Well, we did it. Somehow my little idea grew into a great big event with 30 people, my amazing assistant coach, and a gorgeous location not terribly far from home. What happens when 20 working spots are occupied by compassionate trainer-handlers and their supremely talented dogs? What happens when two coaches who not only get but adore Worked Up teams come together to teach? What happens when we all realize that we are not actually alone in our struggles.
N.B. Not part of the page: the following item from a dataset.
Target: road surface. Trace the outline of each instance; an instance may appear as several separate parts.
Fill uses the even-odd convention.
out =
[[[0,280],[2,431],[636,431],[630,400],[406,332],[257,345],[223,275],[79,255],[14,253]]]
Worked Up Camp happens. It was a dream come true for me, and I hope it was for the students and their dogs. Here are my takeaways:
When people walk the walk, the talk just happens. I mean to say that I saw campers prioritizing daily decompression for their dogs. I saw campers treat each other with kindness and respect. I saw campers embrace tough learning moments, and laugh through their struggles. Every single day I saw people thinking hard, working hard, and holding their dogs to a very high regard. The questions were thoughtful, the work was quality, and everyone was there to elevate, not to “practice.” When I launched the Worked Up online course I had no idea what a community it would build. That community is why I hosted this camp, and they did not disappoint.
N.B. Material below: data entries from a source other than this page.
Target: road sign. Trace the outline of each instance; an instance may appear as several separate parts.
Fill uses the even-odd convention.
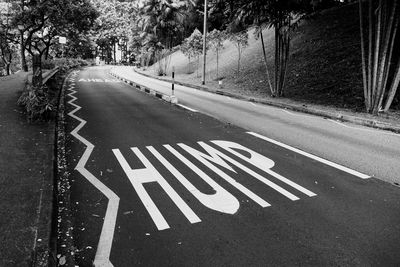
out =
[[[67,38],[66,38],[66,37],[60,36],[60,37],[58,38],[58,42],[59,42],[60,44],[66,44],[66,43],[67,43]]]

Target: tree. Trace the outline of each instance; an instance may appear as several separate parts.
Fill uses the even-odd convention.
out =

Pick your team, and the rest will be easy. I did not do this alone. I never do anything alone. My assistant coach, Casey Coughlin of Inspiration Canine in Connecticut was exactly the person I wanted to teach opposite for this camp. She knows the program inside and out, she is kind and clear in her coaching, and her dog training eye is a good one. But I had so much more help than just Casey! Ashley Johnson and Brandi Oakley, both talented Worked Up alumna and fine trainers themselves traveled far to work their buns off for me. I could not have done this thing without their help.
The swag bag to end all swag bags…. Yeah, it was the best swag bag ever. Zukes, The Honest Kitchen, Bixbi, Northwest Naturals, and Outward Hound all contributed to making these bags some of the best I have ever seen. Jealous? You should be.
Of course, improvements can be made and I am already hard at work planning next year’s camp. I know several things I am going to change, which is pretty much how I operate. Who wants to do the same thing twice?